L'université de Berkeley veut donner plus de pouvoir aux auteurs

Antoine Oury - 09.04.2015

Edition - Justice - Berkeley - rétrocession des droits - exploitation oeuvre


La prestigieuse université publique de Berkeley, en Californie, souvent cataloguée du côté des démocrates américains, annonce la publication d'un guide juridique sur la rétrocession de certains ou de l'intégralité des droits d'exploitation. Ces derniers sont généralement cédés de manière intégrale à travers un contrat d'édition, ce qui n'est pas sans générer quelques soucis.

 


Contract

(24oranges.nl, CC BY-SA 2.0)

 

 

Le guide juridique, intitulé Understanding Rights Reversion (Comprendre la rétrocession des droits) est signé par Pamela Samuelson, professeure spécialisée en droit, technologie et politique publique, aidée par ses élèves. Une vingtaine d'éditeurs ont été consultés au cours de la rédaction du manuel, mais aussi des agents, chercheurs, auteurs et autres ayants droit.

 

Le problème est devenu récurrent : les contrats d'édition actuels ne sont pas pour autant modernisés, et un auteur qui cède ses droits d'exploitation à un éditeur se verra dans l'impossibilité de récupérer ces derniers, dans le cas d'une indisponibilité de son titre au format papier, par exemple. À l'heure du numérique, la cession de ses droits exclusifs ne semble plus vraiment adaptée.

 

Le contrat d'édition numérique, adopté l'année dernière en France, ajoute certaines clauses qui permettent à l'auteur de récupérer ses droits d'exploitation, notamment numériques.

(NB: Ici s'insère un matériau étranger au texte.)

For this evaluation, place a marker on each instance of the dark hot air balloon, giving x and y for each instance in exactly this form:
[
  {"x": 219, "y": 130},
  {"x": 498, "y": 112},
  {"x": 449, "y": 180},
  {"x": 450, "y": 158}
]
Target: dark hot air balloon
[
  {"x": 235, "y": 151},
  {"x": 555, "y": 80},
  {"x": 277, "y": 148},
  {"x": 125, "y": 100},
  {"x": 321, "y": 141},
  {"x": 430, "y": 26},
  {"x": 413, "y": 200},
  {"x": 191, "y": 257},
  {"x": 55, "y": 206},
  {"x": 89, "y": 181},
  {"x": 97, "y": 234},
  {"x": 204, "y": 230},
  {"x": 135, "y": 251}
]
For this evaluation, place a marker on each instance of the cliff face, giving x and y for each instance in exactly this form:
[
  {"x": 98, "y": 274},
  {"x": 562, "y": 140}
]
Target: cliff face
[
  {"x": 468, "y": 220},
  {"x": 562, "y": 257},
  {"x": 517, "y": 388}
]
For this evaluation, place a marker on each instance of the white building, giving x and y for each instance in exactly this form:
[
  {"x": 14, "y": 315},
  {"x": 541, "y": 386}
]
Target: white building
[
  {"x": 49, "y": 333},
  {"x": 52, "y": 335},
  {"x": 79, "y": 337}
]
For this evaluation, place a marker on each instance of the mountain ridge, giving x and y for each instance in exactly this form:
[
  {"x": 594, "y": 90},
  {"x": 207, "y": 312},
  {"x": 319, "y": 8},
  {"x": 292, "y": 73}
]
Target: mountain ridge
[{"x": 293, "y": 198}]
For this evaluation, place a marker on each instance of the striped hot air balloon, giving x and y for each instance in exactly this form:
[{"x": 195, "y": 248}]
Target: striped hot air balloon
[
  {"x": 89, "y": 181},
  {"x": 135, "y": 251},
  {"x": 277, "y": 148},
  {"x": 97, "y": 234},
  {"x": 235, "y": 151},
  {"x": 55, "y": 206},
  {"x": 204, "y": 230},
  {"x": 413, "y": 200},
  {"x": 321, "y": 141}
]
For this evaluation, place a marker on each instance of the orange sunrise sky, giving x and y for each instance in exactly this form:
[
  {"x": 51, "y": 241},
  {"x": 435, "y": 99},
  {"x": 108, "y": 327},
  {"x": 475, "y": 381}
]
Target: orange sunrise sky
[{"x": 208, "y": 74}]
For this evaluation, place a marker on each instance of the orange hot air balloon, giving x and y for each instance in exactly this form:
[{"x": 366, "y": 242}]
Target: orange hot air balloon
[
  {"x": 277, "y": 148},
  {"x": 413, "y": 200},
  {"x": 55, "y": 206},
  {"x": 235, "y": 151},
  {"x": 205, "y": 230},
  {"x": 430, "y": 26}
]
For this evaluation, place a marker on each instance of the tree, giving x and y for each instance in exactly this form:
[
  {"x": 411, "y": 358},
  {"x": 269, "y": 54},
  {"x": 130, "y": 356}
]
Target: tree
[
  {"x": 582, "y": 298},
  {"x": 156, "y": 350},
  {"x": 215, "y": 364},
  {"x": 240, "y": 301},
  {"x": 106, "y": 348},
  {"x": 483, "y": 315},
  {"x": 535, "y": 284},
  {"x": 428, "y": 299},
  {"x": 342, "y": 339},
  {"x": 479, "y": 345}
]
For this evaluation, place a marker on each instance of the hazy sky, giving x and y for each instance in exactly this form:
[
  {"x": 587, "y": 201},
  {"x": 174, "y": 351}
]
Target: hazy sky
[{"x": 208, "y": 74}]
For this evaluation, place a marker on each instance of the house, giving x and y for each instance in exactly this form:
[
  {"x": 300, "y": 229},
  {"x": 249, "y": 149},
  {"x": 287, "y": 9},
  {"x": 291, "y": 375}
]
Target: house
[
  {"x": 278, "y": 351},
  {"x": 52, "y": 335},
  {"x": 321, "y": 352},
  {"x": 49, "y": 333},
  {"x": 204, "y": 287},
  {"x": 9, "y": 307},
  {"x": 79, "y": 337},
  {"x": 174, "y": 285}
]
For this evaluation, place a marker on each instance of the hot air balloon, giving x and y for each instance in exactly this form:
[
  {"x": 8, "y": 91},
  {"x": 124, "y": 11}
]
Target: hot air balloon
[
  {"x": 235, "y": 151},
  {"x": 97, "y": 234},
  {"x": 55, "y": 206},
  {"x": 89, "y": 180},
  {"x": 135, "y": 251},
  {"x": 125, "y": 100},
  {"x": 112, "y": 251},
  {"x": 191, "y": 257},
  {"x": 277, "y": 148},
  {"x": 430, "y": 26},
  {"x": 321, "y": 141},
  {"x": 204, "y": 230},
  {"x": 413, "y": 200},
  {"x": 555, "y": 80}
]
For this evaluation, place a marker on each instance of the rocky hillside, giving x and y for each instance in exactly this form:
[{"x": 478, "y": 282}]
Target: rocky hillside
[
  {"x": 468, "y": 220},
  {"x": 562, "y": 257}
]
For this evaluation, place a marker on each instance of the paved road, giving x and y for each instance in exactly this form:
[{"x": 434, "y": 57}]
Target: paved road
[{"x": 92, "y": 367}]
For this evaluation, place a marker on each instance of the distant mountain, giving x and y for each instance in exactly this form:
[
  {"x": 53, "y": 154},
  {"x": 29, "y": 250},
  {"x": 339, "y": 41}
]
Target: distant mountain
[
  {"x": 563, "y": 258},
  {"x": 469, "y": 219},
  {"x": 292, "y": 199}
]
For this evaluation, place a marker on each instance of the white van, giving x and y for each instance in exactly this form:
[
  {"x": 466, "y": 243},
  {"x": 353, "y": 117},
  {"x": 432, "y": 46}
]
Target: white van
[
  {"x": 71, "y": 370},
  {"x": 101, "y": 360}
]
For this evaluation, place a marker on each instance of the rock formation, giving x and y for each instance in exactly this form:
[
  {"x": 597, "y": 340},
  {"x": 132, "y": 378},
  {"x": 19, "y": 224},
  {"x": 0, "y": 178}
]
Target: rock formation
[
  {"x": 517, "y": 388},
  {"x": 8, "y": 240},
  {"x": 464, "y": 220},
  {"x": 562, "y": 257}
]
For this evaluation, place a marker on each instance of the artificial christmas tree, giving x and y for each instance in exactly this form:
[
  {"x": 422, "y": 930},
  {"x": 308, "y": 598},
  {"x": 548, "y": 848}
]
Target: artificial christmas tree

Mais celles-ci ont été critiquées parce qu'elles semblent peu contraignantes, d'autant plus que peu d'auteurs sont au fait de leur existence.

 

Le guide suit la création de Authors Alliance, une société d'auteurs créée l'année dernière par 4 universitaires de Berkeley, Carla Hesse, Thomas Leonard, Molly Van Houweling et Pamela Samuelson. « Les auteurs accompagnés par un agent peuvent trouver qu'il est moins intimidant de négocier avec un éditeur, mais il peut être difficile de négocier seul », explique Authors Alliance : le guide viendra améliorer cette situation.

 

Visiblement, le contact avec les éditeurs a été positif : « Les éditeurs nous ont assuré qu'ils souhaitaient travailler en équipe avec les auteurs, et qu'ils sont d'accord pour négocier des rétrocessions de droits si celles-ci sont dans le meilleur intérêt de l'œuvre », explique Jordyn Ostroff, qui a participé à la rédaction du guide.

 

De l'autre côté de l'Atlantique, au sein de l'Union européenne, la rétrocession des droits fait partie des standards que l'eurodéputée Julia Reda a proposés dans son rapport pour une réforme et une harmonisation du copyright.

[J]e propose que si un auteur cède les droits exclusifs de son œuvre à un éditeur, qui ne la publie pas par la suite, l'auteur puisse retrouver ses droits après un certain temps, pour le vendre à quelqu'un d'autre ou l'autopublier. Sinon, ils n'ont pas de droits pour mettre leur propre œuvre sur le marché. L'Union européenne peut faire quelque chose sur ce point, et je demande à tous les États membres qui disent vouloir améliorer la condition de l'auteur de le faire, nous expliquait-elle dans un entretien exclusif.